The new find, documented in the American Journal of Human Genetics, could even one day contribute to treatments, say the scientists.
One child in 750 is born with severe hearing loss or profound deafness.
The gene in question, labelled PTPRQ, appears to play a role in the development of the inner ear "hair cell" before the birth of the child.
A genetic fault here means that these cells will not form properly or in sufficient numbers, leading to profound deafness or extremely poor hearing.
This can lead to problems throughout childhood, including behavioural and developmental difficulties, and low academic achievement.

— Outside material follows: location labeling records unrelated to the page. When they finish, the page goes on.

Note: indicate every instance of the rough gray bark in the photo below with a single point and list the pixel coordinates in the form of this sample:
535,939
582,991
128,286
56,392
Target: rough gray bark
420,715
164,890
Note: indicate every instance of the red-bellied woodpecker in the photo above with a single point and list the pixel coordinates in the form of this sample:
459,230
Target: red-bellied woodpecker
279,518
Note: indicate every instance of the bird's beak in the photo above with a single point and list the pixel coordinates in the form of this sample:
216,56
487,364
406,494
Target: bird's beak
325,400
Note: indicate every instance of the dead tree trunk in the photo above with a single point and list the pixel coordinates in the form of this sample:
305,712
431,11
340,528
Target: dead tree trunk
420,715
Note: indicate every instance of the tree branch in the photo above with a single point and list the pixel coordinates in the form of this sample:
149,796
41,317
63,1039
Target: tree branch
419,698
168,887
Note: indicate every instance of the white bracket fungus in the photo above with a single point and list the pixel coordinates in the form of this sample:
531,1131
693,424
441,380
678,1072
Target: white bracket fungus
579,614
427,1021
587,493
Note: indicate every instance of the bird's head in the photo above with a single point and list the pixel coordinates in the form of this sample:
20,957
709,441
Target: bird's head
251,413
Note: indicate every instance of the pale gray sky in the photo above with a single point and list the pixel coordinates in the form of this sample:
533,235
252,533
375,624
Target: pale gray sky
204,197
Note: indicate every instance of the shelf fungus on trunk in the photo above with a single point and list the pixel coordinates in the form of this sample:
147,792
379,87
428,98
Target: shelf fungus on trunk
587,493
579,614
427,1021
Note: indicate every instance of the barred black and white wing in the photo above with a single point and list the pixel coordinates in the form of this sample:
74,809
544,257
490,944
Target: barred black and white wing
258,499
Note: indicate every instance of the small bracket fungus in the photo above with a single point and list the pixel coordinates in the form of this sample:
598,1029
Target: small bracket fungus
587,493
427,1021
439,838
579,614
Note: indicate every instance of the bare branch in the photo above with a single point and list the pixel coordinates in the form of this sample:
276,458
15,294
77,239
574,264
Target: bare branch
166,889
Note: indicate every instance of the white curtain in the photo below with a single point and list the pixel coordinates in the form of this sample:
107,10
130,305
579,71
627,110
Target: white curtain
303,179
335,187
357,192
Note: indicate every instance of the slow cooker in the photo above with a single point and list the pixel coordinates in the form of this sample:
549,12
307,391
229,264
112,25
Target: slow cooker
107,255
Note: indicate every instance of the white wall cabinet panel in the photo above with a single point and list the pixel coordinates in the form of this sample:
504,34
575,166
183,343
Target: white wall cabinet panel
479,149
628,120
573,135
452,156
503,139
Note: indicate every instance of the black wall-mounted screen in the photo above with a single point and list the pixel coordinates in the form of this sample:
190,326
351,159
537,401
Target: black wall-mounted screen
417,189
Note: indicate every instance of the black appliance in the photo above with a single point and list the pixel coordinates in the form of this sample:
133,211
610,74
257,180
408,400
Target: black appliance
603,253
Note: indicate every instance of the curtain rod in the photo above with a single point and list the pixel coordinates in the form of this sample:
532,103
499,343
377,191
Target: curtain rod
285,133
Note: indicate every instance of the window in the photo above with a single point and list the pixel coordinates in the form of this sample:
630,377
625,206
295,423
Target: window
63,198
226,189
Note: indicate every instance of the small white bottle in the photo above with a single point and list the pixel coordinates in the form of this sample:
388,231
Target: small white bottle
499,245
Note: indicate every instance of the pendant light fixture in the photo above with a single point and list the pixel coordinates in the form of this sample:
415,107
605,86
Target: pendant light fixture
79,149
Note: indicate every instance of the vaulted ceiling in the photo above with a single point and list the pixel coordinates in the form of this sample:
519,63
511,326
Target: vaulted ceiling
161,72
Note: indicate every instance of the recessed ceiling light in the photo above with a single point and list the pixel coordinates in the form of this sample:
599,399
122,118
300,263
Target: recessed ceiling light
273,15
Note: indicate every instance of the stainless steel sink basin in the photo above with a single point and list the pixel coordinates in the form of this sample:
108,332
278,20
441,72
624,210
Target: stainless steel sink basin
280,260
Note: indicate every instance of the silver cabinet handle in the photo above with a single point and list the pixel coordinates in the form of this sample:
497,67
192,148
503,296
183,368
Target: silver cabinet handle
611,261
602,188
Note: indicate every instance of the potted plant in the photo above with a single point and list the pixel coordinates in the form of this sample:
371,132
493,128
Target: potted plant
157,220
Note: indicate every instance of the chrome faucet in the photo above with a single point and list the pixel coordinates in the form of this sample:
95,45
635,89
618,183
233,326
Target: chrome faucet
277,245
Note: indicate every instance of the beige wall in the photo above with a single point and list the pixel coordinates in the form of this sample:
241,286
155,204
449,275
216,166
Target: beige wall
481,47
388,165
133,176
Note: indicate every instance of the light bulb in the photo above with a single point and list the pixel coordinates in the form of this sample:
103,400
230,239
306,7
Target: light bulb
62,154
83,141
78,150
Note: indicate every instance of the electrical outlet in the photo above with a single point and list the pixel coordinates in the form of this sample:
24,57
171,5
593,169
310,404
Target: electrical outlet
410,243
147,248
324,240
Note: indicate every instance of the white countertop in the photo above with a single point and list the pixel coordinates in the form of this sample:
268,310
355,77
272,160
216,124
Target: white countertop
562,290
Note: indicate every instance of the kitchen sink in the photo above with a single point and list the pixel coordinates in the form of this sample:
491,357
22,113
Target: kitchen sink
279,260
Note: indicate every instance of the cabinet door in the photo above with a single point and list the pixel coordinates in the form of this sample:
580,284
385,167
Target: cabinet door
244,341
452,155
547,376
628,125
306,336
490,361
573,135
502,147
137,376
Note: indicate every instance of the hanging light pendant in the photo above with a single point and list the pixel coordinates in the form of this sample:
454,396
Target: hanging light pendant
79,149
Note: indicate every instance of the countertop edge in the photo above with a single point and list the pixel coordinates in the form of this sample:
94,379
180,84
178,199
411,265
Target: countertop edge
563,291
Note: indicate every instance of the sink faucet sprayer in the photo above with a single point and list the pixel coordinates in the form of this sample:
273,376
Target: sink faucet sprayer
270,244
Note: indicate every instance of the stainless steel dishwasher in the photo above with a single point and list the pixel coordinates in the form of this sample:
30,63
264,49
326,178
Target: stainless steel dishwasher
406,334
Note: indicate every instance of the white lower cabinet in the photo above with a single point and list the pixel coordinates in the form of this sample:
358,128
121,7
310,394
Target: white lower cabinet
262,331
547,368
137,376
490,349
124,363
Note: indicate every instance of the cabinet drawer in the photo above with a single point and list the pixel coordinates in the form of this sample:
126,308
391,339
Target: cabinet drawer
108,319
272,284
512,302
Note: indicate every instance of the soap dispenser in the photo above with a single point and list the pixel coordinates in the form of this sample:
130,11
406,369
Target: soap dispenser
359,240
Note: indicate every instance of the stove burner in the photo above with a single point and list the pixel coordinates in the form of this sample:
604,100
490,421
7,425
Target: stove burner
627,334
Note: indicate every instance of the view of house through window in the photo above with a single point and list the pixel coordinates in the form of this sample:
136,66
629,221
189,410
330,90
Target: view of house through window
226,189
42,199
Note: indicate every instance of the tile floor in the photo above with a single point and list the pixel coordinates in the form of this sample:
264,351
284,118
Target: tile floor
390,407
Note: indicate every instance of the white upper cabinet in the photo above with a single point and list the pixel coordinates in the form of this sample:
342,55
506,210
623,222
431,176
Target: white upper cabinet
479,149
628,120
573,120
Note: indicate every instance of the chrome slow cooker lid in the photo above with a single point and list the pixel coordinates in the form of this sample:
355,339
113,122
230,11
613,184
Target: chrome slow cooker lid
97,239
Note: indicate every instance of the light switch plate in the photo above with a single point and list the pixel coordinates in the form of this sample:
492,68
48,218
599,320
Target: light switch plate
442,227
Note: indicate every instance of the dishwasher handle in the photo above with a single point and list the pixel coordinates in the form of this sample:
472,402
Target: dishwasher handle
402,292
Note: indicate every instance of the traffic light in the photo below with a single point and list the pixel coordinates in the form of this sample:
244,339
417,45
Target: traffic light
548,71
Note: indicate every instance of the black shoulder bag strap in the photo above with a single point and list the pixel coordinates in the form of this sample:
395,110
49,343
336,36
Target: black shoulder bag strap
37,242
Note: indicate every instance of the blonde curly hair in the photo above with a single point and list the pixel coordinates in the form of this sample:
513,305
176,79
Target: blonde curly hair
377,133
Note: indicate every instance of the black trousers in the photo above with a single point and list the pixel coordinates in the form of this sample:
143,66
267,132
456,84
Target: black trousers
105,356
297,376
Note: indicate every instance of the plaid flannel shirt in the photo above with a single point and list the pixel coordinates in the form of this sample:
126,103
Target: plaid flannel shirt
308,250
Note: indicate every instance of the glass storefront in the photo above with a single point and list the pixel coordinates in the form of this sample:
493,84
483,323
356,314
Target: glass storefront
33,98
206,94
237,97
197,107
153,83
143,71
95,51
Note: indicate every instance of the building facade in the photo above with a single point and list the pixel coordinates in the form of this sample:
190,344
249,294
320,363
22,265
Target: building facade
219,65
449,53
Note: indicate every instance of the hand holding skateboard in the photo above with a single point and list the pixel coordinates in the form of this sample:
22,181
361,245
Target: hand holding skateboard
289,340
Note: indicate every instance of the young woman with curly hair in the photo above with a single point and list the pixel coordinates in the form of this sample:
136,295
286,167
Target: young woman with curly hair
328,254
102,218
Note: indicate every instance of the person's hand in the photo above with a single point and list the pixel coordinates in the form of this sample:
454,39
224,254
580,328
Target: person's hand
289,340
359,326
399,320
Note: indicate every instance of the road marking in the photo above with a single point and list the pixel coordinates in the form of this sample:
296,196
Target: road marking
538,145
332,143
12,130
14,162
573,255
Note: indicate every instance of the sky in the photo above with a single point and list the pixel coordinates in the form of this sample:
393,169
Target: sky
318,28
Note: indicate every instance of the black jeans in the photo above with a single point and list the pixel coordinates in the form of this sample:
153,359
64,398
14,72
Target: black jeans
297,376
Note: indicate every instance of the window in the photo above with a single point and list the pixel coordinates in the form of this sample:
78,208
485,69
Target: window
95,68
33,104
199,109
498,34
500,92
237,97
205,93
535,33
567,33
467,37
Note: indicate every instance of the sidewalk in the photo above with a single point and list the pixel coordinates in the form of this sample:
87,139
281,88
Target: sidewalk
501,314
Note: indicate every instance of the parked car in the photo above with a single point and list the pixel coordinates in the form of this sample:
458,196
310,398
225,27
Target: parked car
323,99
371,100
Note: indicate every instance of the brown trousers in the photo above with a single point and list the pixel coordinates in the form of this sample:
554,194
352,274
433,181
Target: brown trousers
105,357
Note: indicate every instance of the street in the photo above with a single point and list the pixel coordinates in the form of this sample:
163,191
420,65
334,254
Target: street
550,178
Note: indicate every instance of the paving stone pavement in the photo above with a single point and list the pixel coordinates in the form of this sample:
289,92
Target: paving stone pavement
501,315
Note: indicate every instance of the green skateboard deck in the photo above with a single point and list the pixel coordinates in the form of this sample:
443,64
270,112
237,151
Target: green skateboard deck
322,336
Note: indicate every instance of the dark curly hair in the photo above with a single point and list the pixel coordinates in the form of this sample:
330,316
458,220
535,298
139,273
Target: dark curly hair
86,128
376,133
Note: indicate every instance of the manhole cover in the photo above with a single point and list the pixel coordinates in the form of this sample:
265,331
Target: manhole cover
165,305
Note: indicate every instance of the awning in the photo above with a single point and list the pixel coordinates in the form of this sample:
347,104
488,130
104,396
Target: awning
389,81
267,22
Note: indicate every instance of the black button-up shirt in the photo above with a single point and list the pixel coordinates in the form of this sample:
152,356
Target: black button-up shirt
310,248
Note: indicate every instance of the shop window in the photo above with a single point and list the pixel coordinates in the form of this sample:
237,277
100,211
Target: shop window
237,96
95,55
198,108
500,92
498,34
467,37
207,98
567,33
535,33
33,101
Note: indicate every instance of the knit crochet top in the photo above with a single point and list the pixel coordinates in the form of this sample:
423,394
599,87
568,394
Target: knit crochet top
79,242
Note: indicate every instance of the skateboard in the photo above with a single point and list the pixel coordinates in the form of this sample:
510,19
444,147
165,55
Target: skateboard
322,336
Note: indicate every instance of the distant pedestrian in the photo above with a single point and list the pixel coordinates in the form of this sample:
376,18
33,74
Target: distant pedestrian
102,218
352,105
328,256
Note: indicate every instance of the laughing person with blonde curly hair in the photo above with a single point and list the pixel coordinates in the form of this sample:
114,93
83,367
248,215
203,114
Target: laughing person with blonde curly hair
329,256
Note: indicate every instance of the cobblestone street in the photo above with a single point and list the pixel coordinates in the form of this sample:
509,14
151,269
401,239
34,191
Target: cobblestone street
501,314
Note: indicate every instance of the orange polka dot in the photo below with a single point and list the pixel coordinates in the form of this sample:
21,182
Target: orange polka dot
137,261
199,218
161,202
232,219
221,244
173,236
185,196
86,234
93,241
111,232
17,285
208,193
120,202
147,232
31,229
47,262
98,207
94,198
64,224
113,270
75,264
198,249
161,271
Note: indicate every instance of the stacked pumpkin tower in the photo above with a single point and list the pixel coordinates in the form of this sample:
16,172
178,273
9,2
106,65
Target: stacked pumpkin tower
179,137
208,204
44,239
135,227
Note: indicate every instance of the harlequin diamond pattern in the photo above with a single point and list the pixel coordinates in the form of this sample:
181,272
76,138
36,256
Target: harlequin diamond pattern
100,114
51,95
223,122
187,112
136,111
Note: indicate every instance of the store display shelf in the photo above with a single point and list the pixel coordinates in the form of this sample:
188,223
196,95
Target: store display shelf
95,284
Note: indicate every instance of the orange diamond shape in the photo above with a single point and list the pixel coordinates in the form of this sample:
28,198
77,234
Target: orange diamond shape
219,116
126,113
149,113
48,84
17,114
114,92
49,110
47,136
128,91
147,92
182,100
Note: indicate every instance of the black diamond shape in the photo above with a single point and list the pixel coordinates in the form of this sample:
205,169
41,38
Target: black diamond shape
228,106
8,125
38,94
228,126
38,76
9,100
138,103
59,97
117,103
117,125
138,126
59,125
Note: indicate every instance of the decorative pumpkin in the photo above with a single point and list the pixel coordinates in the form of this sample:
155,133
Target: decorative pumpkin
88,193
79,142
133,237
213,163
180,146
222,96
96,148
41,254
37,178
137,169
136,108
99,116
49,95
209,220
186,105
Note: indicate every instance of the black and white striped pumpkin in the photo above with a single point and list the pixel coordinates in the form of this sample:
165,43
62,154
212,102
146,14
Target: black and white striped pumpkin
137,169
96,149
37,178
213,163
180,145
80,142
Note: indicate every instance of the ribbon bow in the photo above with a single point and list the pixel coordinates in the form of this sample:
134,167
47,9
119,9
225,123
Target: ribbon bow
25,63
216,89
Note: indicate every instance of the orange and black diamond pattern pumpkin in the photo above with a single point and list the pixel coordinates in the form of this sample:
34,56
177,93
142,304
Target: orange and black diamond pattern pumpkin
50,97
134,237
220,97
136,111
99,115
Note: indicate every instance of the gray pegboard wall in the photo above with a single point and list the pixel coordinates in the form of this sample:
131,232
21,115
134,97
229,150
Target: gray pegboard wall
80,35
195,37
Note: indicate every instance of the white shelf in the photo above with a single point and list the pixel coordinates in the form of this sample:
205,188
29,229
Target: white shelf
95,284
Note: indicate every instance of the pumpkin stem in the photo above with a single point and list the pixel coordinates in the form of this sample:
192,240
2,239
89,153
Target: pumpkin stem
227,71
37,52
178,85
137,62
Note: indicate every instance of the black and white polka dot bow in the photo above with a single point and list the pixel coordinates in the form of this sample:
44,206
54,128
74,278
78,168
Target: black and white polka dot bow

The latest gene was tracked down by scientists at Radboud University Nijmegen Medical Centre who looked closely at the DNA of families prone to the condition, looking for shared genetic traits.
There are now more than 60 known locations in our DNA which can contain faulty genes contributing to this form of deafness, although only half the genes in these locations which actually cause the problem are yet to be identified.
Dr Hannie Kremer, who led the research, said: "Our approach is identifying more genes for congenital deafness.
"This knowledge will help improve treatments for patients, genetic counselling, molecular diagnosis and the development of advanced therapeutic strategies."
Dr Sohaila Rastan, chief scientific officer for the deaf and hard of hearing charity RNID, said: "Knowledge of genes causing deafness tells us more about how our hearing works.
"This research will help develop medicines that are desperately needed to prevent deafness and restore hearing."
There are hopes that gene therapy will one day be able to correct genetic defects linked to this type of deafness.